Ever since it was first established, Conveying Islamic Message Society has sent out works of Islamic literature all over the world, and it is nowadays also active online: its website, Islamic-message.net, advertises many titles in more than a hundred languages. CIMS usually sends books out free of charge, and most of the material they produce is a reproduction of things that have already been published by other organizations. For example, CIMS has reprinted many books and pamphlets that were originally issued by the University of Al-Azhar, as well as by private publishers based in Egypt and Saudi Arabia; priority has historically been given to stories about ‘new Muslims’ (converts), and the production of small brochures on Islamic history, doctrine, rituals etc. CIMS has also published a lot on the compatibility of Islam and science (in the form of pamphlets that present arguments that Qur’an ‘confirms’ the findings of modern geology, astronomy and biology etc.) as well as a great deal of polemical literature, on subjects such as explaining Islam to Christians. In the 1970s and 1980s, CIMS also printed the works of al-Mawdūdī in translation into English, Spanish and other languages (under the title ‘Fundamentals of Islam’).

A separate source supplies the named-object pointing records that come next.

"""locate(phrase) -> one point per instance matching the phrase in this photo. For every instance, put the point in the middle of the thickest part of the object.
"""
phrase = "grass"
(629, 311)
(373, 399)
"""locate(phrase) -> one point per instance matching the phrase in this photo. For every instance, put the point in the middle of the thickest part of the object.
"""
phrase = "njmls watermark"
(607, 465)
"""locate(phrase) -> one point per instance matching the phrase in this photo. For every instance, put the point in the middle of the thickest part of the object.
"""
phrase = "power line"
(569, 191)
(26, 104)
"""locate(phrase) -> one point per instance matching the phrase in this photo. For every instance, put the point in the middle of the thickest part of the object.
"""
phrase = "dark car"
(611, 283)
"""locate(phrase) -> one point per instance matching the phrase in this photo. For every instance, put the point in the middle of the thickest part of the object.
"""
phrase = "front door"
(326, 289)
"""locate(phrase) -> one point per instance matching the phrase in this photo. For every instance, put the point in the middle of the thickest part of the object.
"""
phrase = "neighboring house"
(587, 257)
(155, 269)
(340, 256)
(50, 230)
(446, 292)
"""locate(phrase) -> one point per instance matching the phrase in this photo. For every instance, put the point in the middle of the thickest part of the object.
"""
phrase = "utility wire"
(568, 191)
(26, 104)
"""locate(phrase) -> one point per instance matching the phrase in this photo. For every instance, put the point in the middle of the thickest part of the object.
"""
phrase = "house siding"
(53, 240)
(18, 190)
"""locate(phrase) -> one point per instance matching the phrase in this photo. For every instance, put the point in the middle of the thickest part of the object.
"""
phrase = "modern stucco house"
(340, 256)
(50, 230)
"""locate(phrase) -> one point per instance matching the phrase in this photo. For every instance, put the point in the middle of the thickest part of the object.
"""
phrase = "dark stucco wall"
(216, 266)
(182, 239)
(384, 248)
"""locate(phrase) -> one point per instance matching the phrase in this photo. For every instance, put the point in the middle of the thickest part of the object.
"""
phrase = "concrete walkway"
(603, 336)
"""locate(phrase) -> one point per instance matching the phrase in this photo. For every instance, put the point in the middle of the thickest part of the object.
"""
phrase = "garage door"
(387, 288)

Printing and distributing translations of the Qur’an also seems to be part of CIMS’ activities. Since CIMS has never been especially active in producing any new translations, it usually publishes translations that already have an established reputation. Their current strategy appears to be to republish translations that have already been printed by the King Fahd Qur’an Printing Complex (KFQPC). Since 2000, as far as I can discern, CIMS has republished copies of Qur’an translations into German (Bubenheim-Elyas), Russian (Kuliev) and Italian (Picardo), all of which are reproductions of KFQPC editions. In addition to printing translations of the entire Qur’an, CIMS has also reproduced the final, thirtieth, section of the Qur’an, the juzʾ ʿammā, of these interpretations and distributed it (along with various other books) to different Islamic centers, libraries and individuals outside Egypt. Moreover, CIMS has made the interesting choice to printing one particular sura, Sūrat Maryam (Q. 19), as a separate pamphlet in English (using the Hilālī-Khān translation) and German (from the Bubenheim-Elyas translation). The rationale behind this was probably to appeal to Christians by presenting the Qur’anic perspective on the Virgin Mary.
In addition, another CIMS-run website, https://islamic-invitation.com/, provides access to 136 translations of the Qur’an into dozens of languages. Thus, a society with quite a long history, CIMS was among the first Islamic organizations to use Qur’an translations for missionary purposes, years before it became a mainstream endeavor for many other publishers. The CIMS has also become a point of connection for various private and official initiatives from all over the Islamic world, promoting a broad approach when it comes to Islamic missionary work, that includes both Salafi and mainstream Sunni works.